Business intelligence. Because of the current demand for excellence and transparency, hospitals should start collecting and analyzing data - a method to evaluate future improvements - about outcomes calling for quality from their practitioners in preparation for a not too distant future. Implementing an independent measurement and a reporting system - business intelligence - focused on patient safety with a view to eventually making the information available to the public, will have an impact on quality and consumer and patient satisfaction. It requires good data and commitment of senior executives to fact-based and analytical decision-making as a way to learn rather that doing it out of gut feel or intuition. Information can also help those on the top to reflect critically on their own behavior, identify the ways they often inadvertently contribute to the organization's problems, and then change how they act.

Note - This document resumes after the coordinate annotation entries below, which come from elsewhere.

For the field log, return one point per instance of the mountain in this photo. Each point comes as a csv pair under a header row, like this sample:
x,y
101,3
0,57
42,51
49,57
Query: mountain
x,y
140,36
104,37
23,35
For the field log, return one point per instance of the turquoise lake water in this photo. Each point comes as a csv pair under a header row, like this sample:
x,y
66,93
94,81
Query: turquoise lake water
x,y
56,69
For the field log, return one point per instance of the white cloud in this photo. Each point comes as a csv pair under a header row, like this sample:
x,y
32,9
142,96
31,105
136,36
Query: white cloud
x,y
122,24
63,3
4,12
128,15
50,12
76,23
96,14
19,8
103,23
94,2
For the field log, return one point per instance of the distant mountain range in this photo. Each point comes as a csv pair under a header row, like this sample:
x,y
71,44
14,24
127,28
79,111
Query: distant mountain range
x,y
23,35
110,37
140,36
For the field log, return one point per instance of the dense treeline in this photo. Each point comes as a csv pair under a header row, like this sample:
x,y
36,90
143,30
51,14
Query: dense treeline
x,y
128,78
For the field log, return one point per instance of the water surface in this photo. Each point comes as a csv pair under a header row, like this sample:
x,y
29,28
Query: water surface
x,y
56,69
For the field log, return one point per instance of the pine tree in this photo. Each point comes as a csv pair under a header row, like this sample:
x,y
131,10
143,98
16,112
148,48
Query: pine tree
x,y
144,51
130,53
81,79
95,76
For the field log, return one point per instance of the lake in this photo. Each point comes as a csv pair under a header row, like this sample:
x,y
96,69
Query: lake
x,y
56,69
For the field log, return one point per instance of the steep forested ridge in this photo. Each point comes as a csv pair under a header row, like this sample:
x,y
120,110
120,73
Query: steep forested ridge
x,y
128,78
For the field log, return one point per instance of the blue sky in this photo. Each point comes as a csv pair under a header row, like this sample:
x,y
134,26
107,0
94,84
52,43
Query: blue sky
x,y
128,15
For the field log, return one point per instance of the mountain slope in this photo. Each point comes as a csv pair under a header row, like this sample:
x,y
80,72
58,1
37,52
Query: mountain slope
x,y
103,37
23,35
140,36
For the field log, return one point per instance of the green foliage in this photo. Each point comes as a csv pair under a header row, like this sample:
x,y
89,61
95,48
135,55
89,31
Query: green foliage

Leadership and culture. Having worked in South America, Europe, and most recently in the United States, differences in culture, resources and technology has had a significant impact in my practice and interactions with colleagues, patients and the public. The link between leadership and culture is complex. It is not easy to appreciate or understand that what people do, mean, and say varies from one culture to the next, and without that understanding, it is impossible to lead in another culture. A leadership style that would be effective in one culture may be dysfunctional in another. We all have seen very bright people making mistakes because they didn't understand the environment in which they were operating.

Altogether, this essay reflects an array of personal views in an era with a tendency to rewards those who can accrue technical knowledge, a skill that is only marginally related to the ability of being sensitive to context. It is not linked at all to skills like empathy-an immeasurable variable of human capital. Sometimes diplomacy is necessary to pass the border of ignorance, culture and geography.